JEP: https://bugs.openjdk.java.net/browse/JDK-8203832

Fri Jun 1 03:01:11 UTC 2018

Hi, Tobias

    Thanks for your review/questions. First I would introduce some
background of JWarmup application on use scenario  and how we implement the
interaction between application and scheduling (dispatch system, DS).

    The load of each application is controlled by DS. The profiling data is
collected against real input data (so it mostly matches the application run
in production environments, thus reduce the deoptimization chance). When
run with profiling data, application gets notification from DS when
compiling should start, application then calls API to notify JVM the hot
methods recorded in file can be compiled,  after the compilations, a
message sent out to DS so DS will dispatch load into this application.

     Now answer your questions:

      Here are some questions more detailed questions:

- How is it implemented? Is it based on the replay compilation framework?

A: No, it does not base on replay compilation framework. The data structure
for recording profile is newly designed.

- How do you handle dynamically generated code (for example, lambda forms)?

A: Not handled for any dynamically generated methods. Since name are
generated different some time for different runs.

- What information is stored/re-used and which profile is cached?

A: class/method/init order/bci method data etc..

- Does it work for C1 and C2?

A: C2 only, can make it work on C1.

- How is the tiered compilation policy affected?

A: Currently disabled.

- When do we compile (if method is first used or are there still
thresholds)?

A: see introduction above. No check for threshhold when compiling.

- How do you avoid overloading the compile queue?

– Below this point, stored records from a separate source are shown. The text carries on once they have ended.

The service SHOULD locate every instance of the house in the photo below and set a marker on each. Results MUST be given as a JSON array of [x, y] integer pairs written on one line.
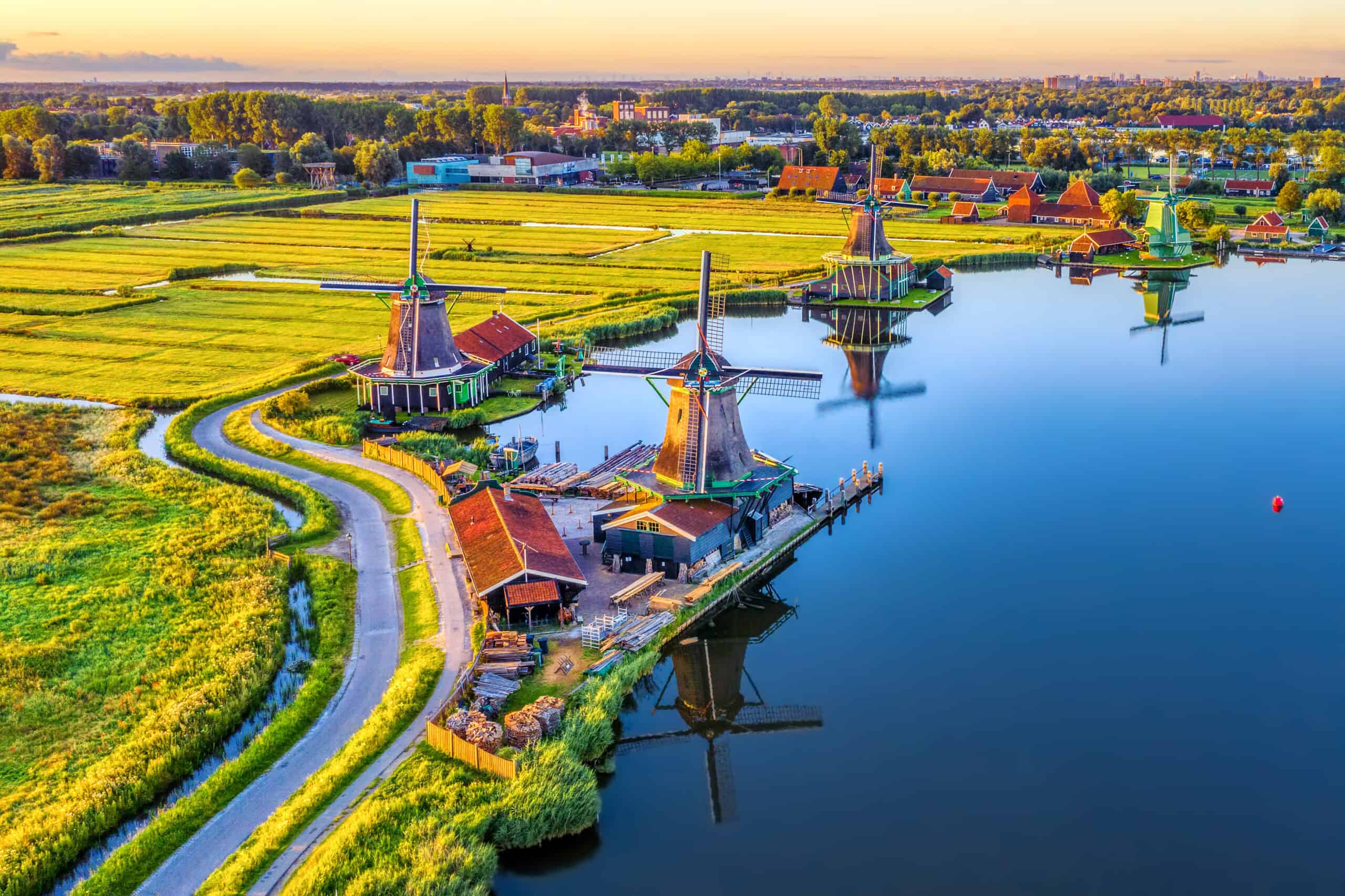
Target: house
[[508, 537], [896, 189], [500, 342], [1007, 182], [939, 279], [669, 536], [811, 178], [1248, 187], [962, 213], [1101, 243], [1192, 123], [1077, 206], [974, 189]]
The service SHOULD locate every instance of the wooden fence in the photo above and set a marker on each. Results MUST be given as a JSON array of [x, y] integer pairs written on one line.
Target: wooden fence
[[411, 463], [447, 742]]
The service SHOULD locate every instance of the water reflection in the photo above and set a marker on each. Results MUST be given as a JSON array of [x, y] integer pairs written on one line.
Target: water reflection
[[710, 670], [1160, 288], [866, 336]]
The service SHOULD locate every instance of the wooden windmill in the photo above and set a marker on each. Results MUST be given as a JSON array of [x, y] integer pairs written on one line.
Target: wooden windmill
[[420, 368], [1160, 288], [866, 336], [704, 444], [710, 670]]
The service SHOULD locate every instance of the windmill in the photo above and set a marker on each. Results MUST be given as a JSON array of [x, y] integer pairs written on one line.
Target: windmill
[[1160, 288], [866, 336], [420, 367], [710, 670], [704, 451], [866, 268]]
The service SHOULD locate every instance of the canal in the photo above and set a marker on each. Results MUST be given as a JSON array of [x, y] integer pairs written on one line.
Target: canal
[[1070, 649]]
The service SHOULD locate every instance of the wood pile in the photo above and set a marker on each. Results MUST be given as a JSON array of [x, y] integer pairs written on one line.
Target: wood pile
[[548, 711], [486, 735], [522, 730]]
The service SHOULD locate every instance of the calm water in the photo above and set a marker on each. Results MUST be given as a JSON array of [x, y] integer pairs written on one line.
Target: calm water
[[1071, 650]]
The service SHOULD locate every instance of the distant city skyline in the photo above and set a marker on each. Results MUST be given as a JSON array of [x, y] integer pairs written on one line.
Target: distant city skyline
[[607, 39]]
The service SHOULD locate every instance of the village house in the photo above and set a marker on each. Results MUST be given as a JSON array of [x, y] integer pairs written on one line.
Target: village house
[[508, 538], [1007, 182], [973, 189], [1248, 187], [501, 343], [1077, 206], [811, 176]]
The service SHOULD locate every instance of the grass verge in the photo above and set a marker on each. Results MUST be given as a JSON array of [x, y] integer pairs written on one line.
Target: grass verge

A: In real application run, we did not find compile queue overloaded. This
also can be controlled since we know how many compiler threads configured,
and the size of recorded methods.

- Is re-profiling/re-compilation supported?

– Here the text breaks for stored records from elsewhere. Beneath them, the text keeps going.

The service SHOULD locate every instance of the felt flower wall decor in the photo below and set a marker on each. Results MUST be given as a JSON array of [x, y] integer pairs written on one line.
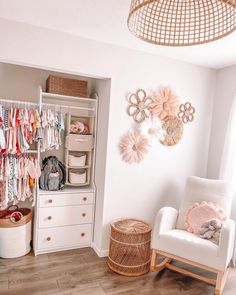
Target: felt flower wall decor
[[139, 107], [152, 129], [133, 146], [173, 130], [165, 103], [186, 112]]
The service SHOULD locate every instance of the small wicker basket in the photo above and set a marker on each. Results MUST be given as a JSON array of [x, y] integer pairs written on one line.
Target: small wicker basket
[[130, 243], [66, 86]]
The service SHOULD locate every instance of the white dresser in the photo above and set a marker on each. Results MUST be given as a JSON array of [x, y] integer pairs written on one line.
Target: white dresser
[[64, 220]]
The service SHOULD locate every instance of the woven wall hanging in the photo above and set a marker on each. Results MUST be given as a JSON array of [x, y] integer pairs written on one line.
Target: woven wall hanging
[[182, 22]]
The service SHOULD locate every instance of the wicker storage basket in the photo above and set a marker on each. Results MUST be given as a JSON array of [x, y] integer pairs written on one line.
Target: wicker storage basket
[[130, 242], [66, 86], [15, 237]]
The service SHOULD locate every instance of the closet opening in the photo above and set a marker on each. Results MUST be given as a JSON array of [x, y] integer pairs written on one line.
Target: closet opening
[[74, 212]]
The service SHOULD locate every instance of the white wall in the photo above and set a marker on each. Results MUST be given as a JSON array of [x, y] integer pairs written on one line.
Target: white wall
[[224, 94], [130, 190]]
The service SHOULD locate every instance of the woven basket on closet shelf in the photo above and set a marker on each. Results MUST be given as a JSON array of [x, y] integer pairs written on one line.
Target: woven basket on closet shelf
[[66, 86], [130, 242]]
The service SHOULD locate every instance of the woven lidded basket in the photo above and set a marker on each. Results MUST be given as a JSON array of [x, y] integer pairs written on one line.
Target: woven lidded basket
[[7, 223], [130, 243], [66, 86]]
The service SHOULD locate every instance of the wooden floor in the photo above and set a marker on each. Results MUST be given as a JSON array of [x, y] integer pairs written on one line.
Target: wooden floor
[[82, 272]]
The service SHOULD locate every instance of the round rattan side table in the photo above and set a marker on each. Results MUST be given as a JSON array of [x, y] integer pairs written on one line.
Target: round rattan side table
[[129, 251]]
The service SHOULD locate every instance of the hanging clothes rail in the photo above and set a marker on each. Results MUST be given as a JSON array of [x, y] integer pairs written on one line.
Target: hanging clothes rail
[[18, 102]]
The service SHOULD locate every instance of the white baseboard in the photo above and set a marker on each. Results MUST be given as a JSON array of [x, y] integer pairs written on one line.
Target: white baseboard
[[99, 252]]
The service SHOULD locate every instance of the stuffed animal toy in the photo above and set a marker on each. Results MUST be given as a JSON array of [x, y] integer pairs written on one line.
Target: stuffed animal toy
[[210, 230]]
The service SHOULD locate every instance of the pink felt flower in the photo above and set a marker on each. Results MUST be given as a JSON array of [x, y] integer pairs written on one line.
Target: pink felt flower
[[133, 146]]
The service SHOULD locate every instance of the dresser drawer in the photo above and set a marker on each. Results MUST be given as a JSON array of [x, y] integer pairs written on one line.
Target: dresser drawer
[[77, 142], [68, 215], [58, 199], [67, 236]]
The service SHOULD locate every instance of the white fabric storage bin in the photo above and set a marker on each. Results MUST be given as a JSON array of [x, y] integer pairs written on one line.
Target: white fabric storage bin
[[77, 160], [79, 142], [77, 176], [15, 241]]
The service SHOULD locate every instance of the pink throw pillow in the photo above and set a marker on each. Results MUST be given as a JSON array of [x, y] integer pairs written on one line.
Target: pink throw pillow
[[200, 213]]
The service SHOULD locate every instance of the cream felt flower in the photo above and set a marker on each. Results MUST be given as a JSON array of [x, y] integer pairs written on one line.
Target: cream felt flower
[[173, 130], [152, 129], [165, 103], [133, 146]]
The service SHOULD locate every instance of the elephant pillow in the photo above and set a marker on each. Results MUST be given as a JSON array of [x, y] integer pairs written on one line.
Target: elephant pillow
[[200, 213]]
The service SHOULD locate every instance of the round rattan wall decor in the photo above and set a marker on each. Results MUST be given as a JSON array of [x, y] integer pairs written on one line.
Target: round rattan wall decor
[[181, 22]]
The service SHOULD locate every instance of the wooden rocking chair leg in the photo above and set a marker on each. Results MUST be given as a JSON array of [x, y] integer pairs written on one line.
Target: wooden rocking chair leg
[[158, 267], [220, 281]]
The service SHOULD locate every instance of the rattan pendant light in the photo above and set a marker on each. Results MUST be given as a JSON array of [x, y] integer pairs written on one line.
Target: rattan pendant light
[[182, 22]]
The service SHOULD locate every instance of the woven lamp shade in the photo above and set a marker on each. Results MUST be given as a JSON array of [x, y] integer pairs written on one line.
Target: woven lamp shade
[[182, 22]]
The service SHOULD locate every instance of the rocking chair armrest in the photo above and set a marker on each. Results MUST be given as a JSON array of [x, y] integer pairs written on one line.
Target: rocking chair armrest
[[226, 244], [165, 220]]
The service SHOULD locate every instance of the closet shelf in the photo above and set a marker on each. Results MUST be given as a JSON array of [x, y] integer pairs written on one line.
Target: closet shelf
[[66, 97], [78, 184]]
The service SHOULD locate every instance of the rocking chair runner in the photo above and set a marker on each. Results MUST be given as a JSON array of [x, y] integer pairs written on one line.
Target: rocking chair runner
[[171, 240]]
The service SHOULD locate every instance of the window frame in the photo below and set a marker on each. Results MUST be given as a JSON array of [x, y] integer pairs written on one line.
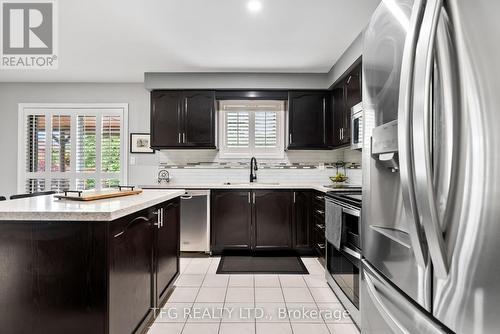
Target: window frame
[[73, 110], [277, 153]]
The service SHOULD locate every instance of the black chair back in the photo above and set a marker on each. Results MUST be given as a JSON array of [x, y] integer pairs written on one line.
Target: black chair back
[[42, 193]]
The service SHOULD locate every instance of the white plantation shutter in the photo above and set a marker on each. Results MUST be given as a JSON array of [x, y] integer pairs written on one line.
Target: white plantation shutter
[[266, 129], [110, 144], [251, 128], [72, 147], [86, 143], [237, 129]]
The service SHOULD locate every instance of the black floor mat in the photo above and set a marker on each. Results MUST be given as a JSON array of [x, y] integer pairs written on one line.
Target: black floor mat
[[236, 264]]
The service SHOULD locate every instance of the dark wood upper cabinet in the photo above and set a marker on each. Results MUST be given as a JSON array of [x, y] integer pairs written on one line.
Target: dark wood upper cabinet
[[182, 119], [346, 94], [272, 219], [310, 120], [231, 219], [301, 226], [166, 119], [167, 248], [130, 241], [199, 119]]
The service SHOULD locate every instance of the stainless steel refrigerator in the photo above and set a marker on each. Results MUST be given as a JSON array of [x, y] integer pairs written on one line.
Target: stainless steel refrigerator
[[431, 176]]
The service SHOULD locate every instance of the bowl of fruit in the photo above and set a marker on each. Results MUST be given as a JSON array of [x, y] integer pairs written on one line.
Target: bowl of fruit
[[339, 179]]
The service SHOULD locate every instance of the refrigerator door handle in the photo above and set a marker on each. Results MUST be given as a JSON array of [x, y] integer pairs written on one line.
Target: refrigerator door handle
[[404, 136], [422, 121], [408, 318], [374, 295]]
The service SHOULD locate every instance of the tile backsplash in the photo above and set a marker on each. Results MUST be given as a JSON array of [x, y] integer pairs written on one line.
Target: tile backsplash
[[196, 166]]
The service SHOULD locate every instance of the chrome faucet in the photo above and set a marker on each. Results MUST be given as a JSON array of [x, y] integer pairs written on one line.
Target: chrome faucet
[[253, 167]]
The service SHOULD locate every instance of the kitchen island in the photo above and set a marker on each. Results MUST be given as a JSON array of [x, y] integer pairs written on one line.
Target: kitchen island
[[87, 267]]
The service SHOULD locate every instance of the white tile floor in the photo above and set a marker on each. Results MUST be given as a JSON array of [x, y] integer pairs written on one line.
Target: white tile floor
[[206, 303]]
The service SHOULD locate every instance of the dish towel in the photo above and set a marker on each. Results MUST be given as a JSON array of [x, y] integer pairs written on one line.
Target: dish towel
[[333, 216]]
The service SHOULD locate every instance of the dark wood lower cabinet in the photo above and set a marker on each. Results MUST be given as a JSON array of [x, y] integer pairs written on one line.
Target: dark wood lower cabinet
[[85, 277], [231, 219], [272, 212], [167, 249], [301, 227], [130, 250]]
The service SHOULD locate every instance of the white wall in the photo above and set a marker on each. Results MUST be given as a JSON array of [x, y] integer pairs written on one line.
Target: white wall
[[146, 165], [353, 52]]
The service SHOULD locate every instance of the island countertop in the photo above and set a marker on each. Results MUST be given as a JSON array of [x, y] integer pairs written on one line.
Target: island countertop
[[48, 208]]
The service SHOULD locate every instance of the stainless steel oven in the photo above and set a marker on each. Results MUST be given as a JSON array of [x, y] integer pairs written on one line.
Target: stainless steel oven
[[343, 249], [357, 126]]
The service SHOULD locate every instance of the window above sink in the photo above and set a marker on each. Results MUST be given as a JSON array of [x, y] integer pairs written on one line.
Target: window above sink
[[251, 128]]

A: No. This answer also see answer for below question.

- What if a method is deoptimized? Is the cached profile update and re-used?

 A: During run with pre-compiled methods, deoptimization is only seen with
null-check elimination so it is not eliminated. The profile data is not
updated and re-used. That is, after deoptimized, it starts from interpreter
mode like freshly loaded.

Thanks

Yumin

On Wed, May 30, 2018 at 11:38 PM, Tobias Hartmann <
tobias.hartmann at oracle.com> wrote:

> Hi Yumin,
>
> This reminds me of a project we did for a student's bachelor thesis in
> 2015:
> https://github.com/mohlerm/hotspot/blob/master/report/
> profile_caching_mohlerm.pdf
>
> We also published a paper on that topic:
> https://dl.acm.org/citation.cfm?id=3132210
>
> Thanks for submitting the JEP, very interesting! Here are the things we've
> learned from the "cached
> profiles" project, maybe you can correct this from your experience with
> JWarmup:
> - Startup: We were seeing great improvements for some benchmarks but also
> large regressions for
> others. Problems like the overhead of reading the profiles, overloading
> the compile queue and
> increased compile time due to more optimizations affect the startup time.
> - Peak performance: Using profile information from a previous run might
> cause significant
> performance regressions in early stages of the execution. This is because
> a "late" profile is
> usually also the one with the fewest optimistic assumptions. For example,
> the latest profile from a
> previous run might have been updated right when the application was about
> to shut down. If this
> triggered class loading or has other side effects, we might not be able to
> inline some methods or
> perform other optimistic optimizations. Using this profile right from the
> beginning in a subsequent
> run limits peak performance significantly.
>
> Here are some questions more detailed questions:
> - How is it implemented? Is it based on the replay compilation framework?
> - How do you handle dynamically generated code (for example, lambda forms)?
> - What information is stored/re-used and which profile is cached?
> - Does it work for C1 and C2?
> - How is the tiered compilation policy affected?
> - When do we compile (if method is first used or are there still
> thresholds)?
> - How do you avoid overloading the compile queue?
> - Is re-profiling/re-compilation supported?
> - What if a method is deoptimized? Is the cached profile update and
> re-used?
>
> Best regards,
> Tobias
>
> On 29.05.2018 06:09, yumin qi wrote:
> > Hi， Experts
> >
> >   This is a newly filed JEP (JWarmup) for working on resolving java
> > performance issue caused by both application load peaking up and JIT
> > threads compiling java hot methods happen at same time.
> >
> >   https://bugs.openjdk.java.net/browse/JDK-8203832
> >
> >    For a large java application, the load comes in short period of time,
> > like the 'Single Day' sale on Alibaba's e-commerce application, this
> > massive load comes in and makes many java methods ready for JIT
> compilation
> > to convert them into native methods. The compiler threads will kick in to
> > do the complication work and take system resource from  mutator java
> > threads which are busy on processing requests thus lead to peak time
> > performance degradation.
> >
> >    The JWarmup technique was proposed to avoid such issue by precompiling
> > the hot methods at application startup and it has been successfully
> applied
> > to Alibaba's e-commerce applications. We would like to contribute it to
> > OpenJDK and wish it can help  java developers overcome the same issue.
> >
> >    Please review and give your feedback.
> >
> >   Thanks
> >   Yumin
> >
> >    (Alibaba Group Inc)
> >
>